The quantification of small molecules in aqueous solution by surface bound supramolecular host molecules is an important goal in the research held of chemo- and biosensor development. In this paper we present an attempt to quantify the interaction of different charged guest molecules with chemisorbed monothiolated beta-cyclodextrin monolayers by means of impedance spectroscopy in the presence of the redox couple [Fe(CN)(6)](3-)/[Fe(CN)(6)](4-). Self-assembled monolayers of mercaptopropane-N-mono-6-deoxy-beta-cyclodextrin amide (MPA-CD) on gold surfaces were formed with coverage of 99-100%. The inclusion of charged guest molecules was detected by monitoring the changes in the charge-transfer resistance, which is sensitive to the surface charge density in terms of repulsion or attraction of the redox active ions.
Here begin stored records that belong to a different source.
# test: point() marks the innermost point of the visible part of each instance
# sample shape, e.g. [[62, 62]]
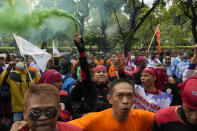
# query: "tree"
[[133, 8], [189, 9]]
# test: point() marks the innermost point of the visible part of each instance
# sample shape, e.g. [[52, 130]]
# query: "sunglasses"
[[35, 114]]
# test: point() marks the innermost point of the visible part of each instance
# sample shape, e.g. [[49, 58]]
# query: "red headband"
[[150, 70], [50, 76], [99, 67], [139, 59], [189, 92]]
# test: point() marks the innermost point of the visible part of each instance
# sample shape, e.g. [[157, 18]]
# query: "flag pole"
[[28, 73], [153, 38]]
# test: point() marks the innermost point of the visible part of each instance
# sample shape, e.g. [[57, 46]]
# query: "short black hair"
[[118, 81], [66, 67]]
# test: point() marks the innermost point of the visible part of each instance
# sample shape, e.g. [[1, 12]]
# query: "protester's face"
[[168, 60], [121, 99], [61, 60], [20, 64], [147, 79], [1, 61], [100, 76], [143, 64], [195, 72], [191, 115], [58, 84], [91, 56], [49, 107]]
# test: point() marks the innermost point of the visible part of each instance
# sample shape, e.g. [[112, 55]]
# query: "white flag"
[[26, 48], [55, 50]]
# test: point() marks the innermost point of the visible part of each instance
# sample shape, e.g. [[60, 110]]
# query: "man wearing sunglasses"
[[42, 109]]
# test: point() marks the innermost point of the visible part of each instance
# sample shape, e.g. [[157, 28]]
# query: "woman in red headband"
[[89, 94], [148, 95]]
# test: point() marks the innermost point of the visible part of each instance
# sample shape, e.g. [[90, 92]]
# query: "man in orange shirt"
[[120, 117]]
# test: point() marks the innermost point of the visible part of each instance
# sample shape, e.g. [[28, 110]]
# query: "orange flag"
[[158, 36]]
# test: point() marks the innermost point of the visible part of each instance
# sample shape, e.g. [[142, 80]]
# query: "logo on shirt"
[[194, 93]]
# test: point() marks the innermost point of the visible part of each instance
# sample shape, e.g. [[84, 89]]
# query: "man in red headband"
[[180, 118], [148, 95], [140, 63]]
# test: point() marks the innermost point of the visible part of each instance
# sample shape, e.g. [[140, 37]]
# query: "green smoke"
[[17, 17], [37, 17]]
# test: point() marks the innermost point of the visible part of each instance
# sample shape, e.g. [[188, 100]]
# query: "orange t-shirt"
[[138, 120]]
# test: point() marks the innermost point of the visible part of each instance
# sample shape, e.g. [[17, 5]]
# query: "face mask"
[[20, 66]]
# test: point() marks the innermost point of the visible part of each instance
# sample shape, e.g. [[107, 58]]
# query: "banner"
[[55, 50], [40, 56], [158, 37], [150, 102]]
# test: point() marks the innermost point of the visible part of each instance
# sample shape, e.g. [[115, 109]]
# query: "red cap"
[[139, 59], [189, 94], [50, 76], [150, 70], [100, 67]]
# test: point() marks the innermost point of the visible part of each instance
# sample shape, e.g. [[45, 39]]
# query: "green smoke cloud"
[[17, 17]]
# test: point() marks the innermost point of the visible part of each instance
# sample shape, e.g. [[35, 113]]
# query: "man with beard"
[[16, 76], [118, 118]]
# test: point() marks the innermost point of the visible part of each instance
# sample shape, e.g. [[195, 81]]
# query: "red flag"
[[158, 36]]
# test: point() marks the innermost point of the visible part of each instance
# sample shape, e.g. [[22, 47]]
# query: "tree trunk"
[[81, 25], [194, 32]]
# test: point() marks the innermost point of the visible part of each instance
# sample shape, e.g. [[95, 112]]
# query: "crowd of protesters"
[[153, 91]]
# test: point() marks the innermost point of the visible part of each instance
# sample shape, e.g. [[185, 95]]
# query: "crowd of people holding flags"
[[138, 91]]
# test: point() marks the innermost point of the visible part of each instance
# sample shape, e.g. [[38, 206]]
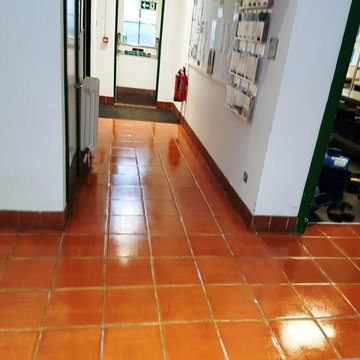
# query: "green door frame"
[[328, 120], [159, 48]]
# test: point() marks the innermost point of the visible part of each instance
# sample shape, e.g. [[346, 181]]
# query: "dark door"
[[74, 73]]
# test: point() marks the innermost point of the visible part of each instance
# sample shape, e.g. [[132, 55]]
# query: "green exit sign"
[[148, 5]]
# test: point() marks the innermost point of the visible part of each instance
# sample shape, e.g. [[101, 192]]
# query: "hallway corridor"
[[156, 264]]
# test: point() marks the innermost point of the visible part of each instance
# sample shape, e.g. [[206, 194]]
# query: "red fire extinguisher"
[[181, 84]]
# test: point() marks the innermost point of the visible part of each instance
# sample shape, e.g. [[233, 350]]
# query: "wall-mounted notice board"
[[212, 33], [228, 40]]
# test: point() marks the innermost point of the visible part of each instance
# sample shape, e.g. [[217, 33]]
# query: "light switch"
[[273, 48]]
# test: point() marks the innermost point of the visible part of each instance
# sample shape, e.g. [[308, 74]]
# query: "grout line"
[[161, 330], [274, 339], [221, 343], [313, 318], [106, 244], [7, 258], [50, 290]]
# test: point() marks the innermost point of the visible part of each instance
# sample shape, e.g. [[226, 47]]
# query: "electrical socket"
[[245, 177]]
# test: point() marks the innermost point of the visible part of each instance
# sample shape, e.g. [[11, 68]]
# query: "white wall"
[[32, 170], [301, 104], [283, 132]]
Adsorption of positively charged 1-adamantanamino hydrochloride (1-ADHC) led to a considerable increase in the charge-transfer resistance, whereas the inclusion of both negatively charged 1-adamantanecarboxylic acid (1-ADC) and 2-(p-toluidinyl)naphthalene-6-sulfonate (2,6-TNS) caused a decrease, Applying the Frumkin correction to obtain the surface charge density and the Gouy-Chapman-Stern theory to account for the electrochemical double layer, we were able to quantify the binding of the charged guest molecules in terms of binding isotherms. The isotherms display a distinct two step adsorption process probably owing to the presence of two energetically different binding sites on the surface. Complete reversibility of the binding process of the guest molecules could be demonstrated by the addition of beta-cyclodextrin in solution, which allowed the reuse of the functionalized surfaces.